Do Not Start Iron Supplementation with a Ferritin of 901
Iron supplementation is not recommended and is potentially harmful when ferritin is 901 ng/mL in the absence of confirmed iron deficiency anemia or functional iron deficiency. 1
Why Iron Supplementation is Contraindicated
Your ferritin level of 901 ng/mL is substantially elevated and indicates adequate to excessive iron stores. The evidence is clear on this point:
- Iron supplementation in the presence of normal or high ferritin values is not recommended and is potentially harmful. 1
- Guidelines specifically recommend avoiding chronic maintenance of ferritin at or above 800 ng/mL through iron administration. 1
- At ferritin levels between 300-800 ng/mL in dialysis patients, there has been no evidence of benefit, and your level exceeds even this range. 1
Critical Assessment Needed Before Any Decision
Before considering any intervention, you must determine why your ferritin is elevated:
- Ferritin is an acute-phase reactant that becomes elevated during inflammation, infection, liver disease, malignancy, or metabolic syndrome—not just iron overload. 1, 2
- Check C-reactive protein (CRP) to identify if inflammation is falsely elevating your ferritin while masking true iron status. 3
- Measure transferrin saturation (TSAT) and hemoglobin to assess functional iron availability. 1, 3
When Iron Might Be Considered (Rare Exception)

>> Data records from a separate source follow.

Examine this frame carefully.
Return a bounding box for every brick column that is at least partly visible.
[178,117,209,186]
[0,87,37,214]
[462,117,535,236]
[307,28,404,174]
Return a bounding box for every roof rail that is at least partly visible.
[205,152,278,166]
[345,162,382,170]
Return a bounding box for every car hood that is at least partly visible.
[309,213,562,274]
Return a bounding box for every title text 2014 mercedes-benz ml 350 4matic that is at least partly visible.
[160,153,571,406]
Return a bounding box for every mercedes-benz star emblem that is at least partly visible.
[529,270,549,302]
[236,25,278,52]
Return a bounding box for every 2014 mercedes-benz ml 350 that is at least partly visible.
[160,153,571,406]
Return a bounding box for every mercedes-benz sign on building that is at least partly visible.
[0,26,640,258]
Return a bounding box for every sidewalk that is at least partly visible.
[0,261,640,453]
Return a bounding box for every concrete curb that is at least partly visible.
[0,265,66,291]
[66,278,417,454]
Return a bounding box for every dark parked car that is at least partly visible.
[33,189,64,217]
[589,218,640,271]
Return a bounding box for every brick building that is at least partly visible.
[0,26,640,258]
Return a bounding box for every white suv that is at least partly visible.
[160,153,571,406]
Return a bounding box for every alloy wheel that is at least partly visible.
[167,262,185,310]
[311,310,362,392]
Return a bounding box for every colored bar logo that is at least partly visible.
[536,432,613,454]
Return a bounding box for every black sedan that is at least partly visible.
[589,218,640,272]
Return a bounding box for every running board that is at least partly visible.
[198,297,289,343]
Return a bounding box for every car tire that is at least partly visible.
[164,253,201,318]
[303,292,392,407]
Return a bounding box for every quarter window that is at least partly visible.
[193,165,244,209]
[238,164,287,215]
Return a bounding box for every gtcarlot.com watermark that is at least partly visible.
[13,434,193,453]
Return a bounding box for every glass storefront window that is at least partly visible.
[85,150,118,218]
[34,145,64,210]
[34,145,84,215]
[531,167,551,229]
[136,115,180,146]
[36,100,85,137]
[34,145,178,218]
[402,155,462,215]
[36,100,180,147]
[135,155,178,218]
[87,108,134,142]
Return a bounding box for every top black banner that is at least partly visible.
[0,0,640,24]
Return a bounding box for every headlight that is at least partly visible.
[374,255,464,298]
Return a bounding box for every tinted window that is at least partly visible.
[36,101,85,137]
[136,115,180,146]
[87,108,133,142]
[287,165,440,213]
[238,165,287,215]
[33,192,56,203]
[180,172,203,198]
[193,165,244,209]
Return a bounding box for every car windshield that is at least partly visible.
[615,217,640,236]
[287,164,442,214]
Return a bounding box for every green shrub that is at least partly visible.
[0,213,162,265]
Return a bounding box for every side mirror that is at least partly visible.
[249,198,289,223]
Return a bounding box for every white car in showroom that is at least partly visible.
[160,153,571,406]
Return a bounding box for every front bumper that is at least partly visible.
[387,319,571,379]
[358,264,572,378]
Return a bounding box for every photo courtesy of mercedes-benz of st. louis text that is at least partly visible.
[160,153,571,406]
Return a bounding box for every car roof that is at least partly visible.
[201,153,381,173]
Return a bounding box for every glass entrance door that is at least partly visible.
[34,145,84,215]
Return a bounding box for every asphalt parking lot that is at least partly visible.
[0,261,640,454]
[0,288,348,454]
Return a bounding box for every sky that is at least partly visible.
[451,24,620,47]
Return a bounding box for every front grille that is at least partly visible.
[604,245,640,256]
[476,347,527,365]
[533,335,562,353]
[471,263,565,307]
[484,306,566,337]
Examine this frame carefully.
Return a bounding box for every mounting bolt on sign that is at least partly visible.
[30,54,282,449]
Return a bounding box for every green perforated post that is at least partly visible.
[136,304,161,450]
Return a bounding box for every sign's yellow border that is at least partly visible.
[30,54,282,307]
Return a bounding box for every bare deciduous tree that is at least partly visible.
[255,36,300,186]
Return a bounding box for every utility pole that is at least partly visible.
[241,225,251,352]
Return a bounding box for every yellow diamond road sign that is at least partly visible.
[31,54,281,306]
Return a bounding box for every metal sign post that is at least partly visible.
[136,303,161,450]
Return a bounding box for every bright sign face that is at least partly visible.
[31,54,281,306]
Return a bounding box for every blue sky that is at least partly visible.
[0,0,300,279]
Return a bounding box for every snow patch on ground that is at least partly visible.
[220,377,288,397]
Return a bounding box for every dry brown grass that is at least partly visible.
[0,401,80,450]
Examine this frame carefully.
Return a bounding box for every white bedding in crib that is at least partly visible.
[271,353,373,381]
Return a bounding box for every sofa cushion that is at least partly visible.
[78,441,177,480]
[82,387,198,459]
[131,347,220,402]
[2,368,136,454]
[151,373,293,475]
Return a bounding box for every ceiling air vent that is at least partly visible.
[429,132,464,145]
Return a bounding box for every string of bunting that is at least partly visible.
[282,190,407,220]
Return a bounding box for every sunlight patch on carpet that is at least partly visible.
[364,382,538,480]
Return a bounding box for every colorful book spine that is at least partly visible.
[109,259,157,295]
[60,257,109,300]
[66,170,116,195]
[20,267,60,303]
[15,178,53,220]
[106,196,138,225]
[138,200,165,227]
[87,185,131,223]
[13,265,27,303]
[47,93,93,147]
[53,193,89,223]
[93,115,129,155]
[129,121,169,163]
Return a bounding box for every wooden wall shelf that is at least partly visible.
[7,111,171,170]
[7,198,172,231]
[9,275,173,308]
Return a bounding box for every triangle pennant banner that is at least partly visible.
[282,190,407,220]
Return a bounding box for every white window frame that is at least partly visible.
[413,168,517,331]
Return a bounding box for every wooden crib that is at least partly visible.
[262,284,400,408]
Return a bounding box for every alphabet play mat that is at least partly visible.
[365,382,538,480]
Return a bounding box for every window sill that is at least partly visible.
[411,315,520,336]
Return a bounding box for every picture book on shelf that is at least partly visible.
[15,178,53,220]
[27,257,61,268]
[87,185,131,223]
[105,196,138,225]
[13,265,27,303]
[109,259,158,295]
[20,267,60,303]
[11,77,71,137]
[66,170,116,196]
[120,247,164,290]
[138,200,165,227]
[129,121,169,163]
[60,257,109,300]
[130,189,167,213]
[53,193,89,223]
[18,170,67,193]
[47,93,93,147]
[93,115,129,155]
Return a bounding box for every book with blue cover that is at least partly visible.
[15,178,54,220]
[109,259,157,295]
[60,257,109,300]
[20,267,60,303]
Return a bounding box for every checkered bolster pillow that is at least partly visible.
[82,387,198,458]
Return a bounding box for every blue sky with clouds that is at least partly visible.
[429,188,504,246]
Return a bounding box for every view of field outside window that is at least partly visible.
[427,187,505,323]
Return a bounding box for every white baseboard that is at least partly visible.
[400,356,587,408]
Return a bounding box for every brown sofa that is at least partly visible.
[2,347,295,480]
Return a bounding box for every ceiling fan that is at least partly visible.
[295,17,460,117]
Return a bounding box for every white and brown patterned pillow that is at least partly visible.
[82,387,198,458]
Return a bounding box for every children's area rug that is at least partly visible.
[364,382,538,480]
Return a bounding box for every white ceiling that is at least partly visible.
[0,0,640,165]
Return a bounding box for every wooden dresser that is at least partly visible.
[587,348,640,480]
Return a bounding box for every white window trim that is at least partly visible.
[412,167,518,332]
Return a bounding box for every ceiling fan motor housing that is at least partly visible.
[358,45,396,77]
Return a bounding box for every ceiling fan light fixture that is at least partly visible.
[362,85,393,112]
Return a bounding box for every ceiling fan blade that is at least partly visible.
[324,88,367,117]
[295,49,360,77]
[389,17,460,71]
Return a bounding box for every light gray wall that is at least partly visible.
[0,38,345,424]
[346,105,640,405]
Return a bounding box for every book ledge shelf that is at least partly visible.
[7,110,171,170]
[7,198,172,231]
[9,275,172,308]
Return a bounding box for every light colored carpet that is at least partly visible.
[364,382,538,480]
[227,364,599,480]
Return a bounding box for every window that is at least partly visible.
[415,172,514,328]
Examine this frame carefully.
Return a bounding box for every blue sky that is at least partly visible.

Iron therapy could only be justified in the highly specific scenario of functional iron deficiency despite elevated ferritin:
- This requires TSAT <20% with evidence of anemia or inadequate erythropoiesis. 1, 3
- Even in this scenario, the DRIVE study showed that patients with ferritin 500-1200 ng/mL and TSAT <25% could respond to IV iron, but this study was not powered to assess safety. 1
- This decision should only be made in the context of chronic kidney disease, dialysis, or erythropoietin therapy—not in otherwise healthy individuals. 1
Regarding Aspirin
The question about aspirin appears unrelated to your ferritin level, but there is an important interaction to understand:
- Chronic low-dose aspirin (75-100 mg/day) can actually cause iron deficiency anemia in approximately 20% of elderly individuals through iron chelation by aspirin metabolites, independent of gastrointestinal bleeding. 4
- With your elevated ferritin, aspirin is not causing iron deficiency in your case. 4
- Whether to start aspirin depends entirely on cardiovascular risk factors, bleeding risk, and other clinical indications—not your ferritin level.
Common Pitfalls to Avoid
- Do not assume elevated ferritin always means iron overload—it may reflect inflammation, and treating with iron could be dangerous. 1, 2
- Do not supplement iron based on ferritin alone—you need TSAT, hemoglobin, and inflammatory markers to make an informed decision. 1, 3
- Do not continue iron if there is no erythropoietic response—this leads to true iron overload with potential organ damage. 1
Recommended Next Steps
- Measure TSAT, hemoglobin, and CRP immediately to understand your true iron status and whether inflammation is present. 3, 2
- Investigate the cause of elevated ferritin (inflammatory conditions, liver disease, metabolic syndrome, hemochromatosis). 1, 2
- Withhold all iron supplementation until you have confirmed iron deficiency with appropriate testing. 1
- Consider aspirin only based on cardiovascular indications, not ferritin levels—discuss with your physician based on your specific risk profile.